Amazon has followed Google's example by lowering the boom on a practice called “domain fronting” that organisations like Signal use to get around government censorship.
As defined by Amazon Web Services, "Domain Fronting is when a non-standard client makes a TLS/SSL connection to a certain name, but then makes a HTTPS request for an unrelated name. For example, the TLS connection may connect to 'www.example.com' but then issue a request for 'www.example.org'."

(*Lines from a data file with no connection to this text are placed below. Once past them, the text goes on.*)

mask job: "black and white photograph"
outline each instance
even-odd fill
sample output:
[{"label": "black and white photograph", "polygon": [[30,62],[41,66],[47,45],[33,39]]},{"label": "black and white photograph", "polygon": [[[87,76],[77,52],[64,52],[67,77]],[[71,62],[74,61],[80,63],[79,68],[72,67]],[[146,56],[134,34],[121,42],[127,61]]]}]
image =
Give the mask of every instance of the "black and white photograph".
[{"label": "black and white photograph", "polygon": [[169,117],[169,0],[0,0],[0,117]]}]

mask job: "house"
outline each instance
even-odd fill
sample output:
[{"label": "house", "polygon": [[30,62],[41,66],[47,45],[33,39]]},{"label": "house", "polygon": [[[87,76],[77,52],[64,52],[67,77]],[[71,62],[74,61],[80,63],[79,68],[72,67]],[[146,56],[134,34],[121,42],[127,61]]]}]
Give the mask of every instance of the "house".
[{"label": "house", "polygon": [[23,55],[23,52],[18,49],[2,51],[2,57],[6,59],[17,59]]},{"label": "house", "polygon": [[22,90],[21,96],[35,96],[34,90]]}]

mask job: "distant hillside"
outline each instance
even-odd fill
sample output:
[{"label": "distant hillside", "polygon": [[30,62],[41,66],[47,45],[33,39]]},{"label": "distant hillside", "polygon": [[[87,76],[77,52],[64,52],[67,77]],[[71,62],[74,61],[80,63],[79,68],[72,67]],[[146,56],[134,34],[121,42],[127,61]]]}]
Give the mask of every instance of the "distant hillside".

Doing so means that if an application like Signal is blocked by government edict, domain fronting makes its traffic appear to originate somewhere legitimate.
“The idea behind domain fronting was that to block a single site, you’d have to block the rest of the internet as well. In the end, the rest of the internet didn’t like that plan,” wrote Signal founder Moxie Marlinspike, who took the time time to explain the concept. His company has become the first high-profile target of a policy forbidding Domain Fronting that AWS announced last week.
Marlinspike also yesterday revealed Amazon's threat to kick Signal off AWS.
AWS' post said it doesn't like Domain Fronting because a domain-impersonation technique has possibly-nefarious uses and is therefore a security risk.
In the message sent to Signal, the domain in question is owned by Amazon – Souk.com, a storefront for geographies like the United Arab Emirates, Egypt, Saudi Arabia, and Kuwait.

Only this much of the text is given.